Das Interesse für das Konzept wächst. Mehr Menschen aus anderen Ländern melden sich für die Trainings in Frankreich, UK und Schottland an, wodurch Neugründungen in Deutschland und anderen europäischen Ländern zu erwarten sind. L’Atelier Paysan bietet zudem Beratung für die Kostendeckung der Trainingsteilnahme an, welche auch durch öffentliche Mittel für die Berufsausbildung in der Landwirtschaft von der französischen Regierung gefördert werden.
Noch gibt es wenige solcher Anlaufstellen in Europa. Eine langfristige Erschließung eines europaweiten Netzwerkes von Vereinen, die solche Schulungen anbieten, ähnlich wie das Netzwerk der Nische Agrarökologie-Schulen in Europa, ist wünschenswert.

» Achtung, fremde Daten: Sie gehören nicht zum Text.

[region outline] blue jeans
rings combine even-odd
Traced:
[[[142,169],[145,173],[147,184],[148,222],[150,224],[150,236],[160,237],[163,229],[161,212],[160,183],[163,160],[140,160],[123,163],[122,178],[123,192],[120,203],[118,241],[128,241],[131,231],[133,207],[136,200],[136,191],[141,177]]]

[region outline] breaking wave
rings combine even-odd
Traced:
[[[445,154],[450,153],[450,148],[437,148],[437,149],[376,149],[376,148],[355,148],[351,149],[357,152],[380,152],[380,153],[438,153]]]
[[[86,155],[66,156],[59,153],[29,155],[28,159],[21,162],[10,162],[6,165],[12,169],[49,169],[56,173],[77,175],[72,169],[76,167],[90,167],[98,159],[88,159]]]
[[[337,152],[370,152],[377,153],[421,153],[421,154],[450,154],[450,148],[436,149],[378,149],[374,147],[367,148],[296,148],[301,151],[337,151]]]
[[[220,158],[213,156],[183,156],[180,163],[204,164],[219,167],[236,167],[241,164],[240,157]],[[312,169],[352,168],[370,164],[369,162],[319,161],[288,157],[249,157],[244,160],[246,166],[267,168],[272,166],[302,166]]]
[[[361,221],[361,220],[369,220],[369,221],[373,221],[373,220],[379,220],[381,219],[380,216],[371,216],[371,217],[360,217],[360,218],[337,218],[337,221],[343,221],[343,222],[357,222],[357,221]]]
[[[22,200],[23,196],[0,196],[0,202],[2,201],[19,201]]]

[1] European Coordination Via Campesina (2018): Atelier paysan. Web, 11.10.2019. https://www.eurovia.org/6108/
[2] Farm Hack (o. J.): Tools. Web, 11.10.2019. https://farmhack.org/tools
[3] Farm Hack (o. J.): Julien Reynier and Fabrice Clerc from L’Atelier Paysan on Self-Build Communities in Farming. Web, 04.12.2019 blog.farmhack.org
[4] ebd.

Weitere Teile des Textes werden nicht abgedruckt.